# Classes

In [77]:
class Sentiment:
    NEGATIVE = "NEGATIVE"
    NEUTRAL = "NEUTRAL"
    POSITIVE = "POSITIVE"
    
class Review:
    def __init__(self, text, score):
        self.text = text
        self.score = score
        self.sentiment = self.get_sentiment()
        
    def get_sentiment(self):
        if self.score <=2:
            return Sentiment.NEGATIVE
        elif self.score == 3:
            return Sentiment.NEUTRAL
        else:
            return Sentiment.POSITIVE

# Load Data

In [78]:
import json

file_name = 'books_small.json'

reviews = []
with open(file_name) as f:
    for line in f:
        review = json.loads(line)
        reviews.append(Review(review['reviewText'], review['overall']))
        
        
reviews[5].text

'Love the book, great story line, keeps you entertained.for a first novel from this author she did a great job,  Would definitely recommend!'

# Prep Data

In [79]:
from sklearn.model_selection import train_test_split

train, test = train_test_split(reviews, test_size=0.33, random_state=42)

In [80]:
train_x = [x.text for x in train]
train_y = [x.sentiment for x in train]

test_x = [x.text for x in test]
test_y = [x.sentiment for x in test]

##### Bag of words

In [81]:
from sklearn.feature_extraction.text import CountVectorizer

vectorizer = CountVectorizer()

train_x_vectors = vectorizer.fit_transform(train_x)
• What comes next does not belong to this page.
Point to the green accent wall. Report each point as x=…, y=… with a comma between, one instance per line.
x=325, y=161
test_x_vectors = vectorizer.transform(test_x)


# Classification

#### SVM

In [82]:
from sklearn.svm import SVC

clf = SVC(kernel='linear')

clf.fit(train_x_vectors, train_y)

svm_score = (clf.score(test_x_vectors, test_y))

print('SVM Score:', svm_score)


SVM Score: 0.8242424242424242


#### Decision Tree

In [83]:
from sklearn.tree import DecisionTreeClassifier

dec = DecisionTreeClassifier()

dec.fit(train_x_vectors, train_y)

dec_score = dec.score(test_x_vectors, test_y)

print('Decision Tree Score:', dec_score)

Decision Tree Score: 0.7575757575757576


#### Naive Bayes

In [84]:
from sklearn.naive_bayes import GaussianNB

nb = GaussianNB()

nb.fit(train_x_vectors.toarray(), train_y)

nb_score = nb.score(test_x_vectors.toarray(), test_y)

print('Naive Bayes Score:', nb_score)

Naive Bayes Score: 0.8121212121212121


#### Logistic Regression

In [85]:
from sklearn.linear_model import LogisticRegression

log = LogisticRegression()

log.fit(train_x_vectors, train_y)

log_score = log.score(test_x_vectors, test_y)

print('Decision Tree Score:', log_score)

Decision Tree Score: 0.8303030303030303


STOP: TOTAL NO. of ITERATIONS REACHED LIMIT.

Increase the number of iterations (max_iter) or scale the data as shown in:
    https://scikit-learn.org/stable/modules/preprocessing.html
Please also refer to the documentation for alternative solver options:
    https://scikit-learn.org/stable/modules/linear_model.html#logistic-regression


# F1 Scores

In [88]:
from sklearn.metrics import f1_score

print(f1_score(test_y, clf.predict(test_x_vectors), average=None, labels=[Sentiment.POSITIVE, Sentiment.NEUTRAL, Sentiment.NEGATIVE]))
print(f1_score(test_y, dec.predict(test_x_vectors), average=None, labels=[Sentiment.POSITIVE, Sentiment.NEUTRAL, Sentiment.NEGATIVE]))
print(f1_score(test_y, nb.predict(test_x_vectors.toarray()), average=None, labels=[Sentiment.POSITIVE, Sentiment.NEUTRAL, Sentiment.NEGATIVE]))
print(f1_score(test_y, log.predict(test_x_vectors), average=None, labels=[Sentiment.POSITIVE, Sentiment.NEUTRAL, Sentiment.NEGATIVE]))


[0.91319444 0.21052632 0.22222222]
[0.86879433 0.11594203 0.07407407]
[0.89678511 0.08510638 0.09090909]
[0.91370558 0.12244898 0.1       ]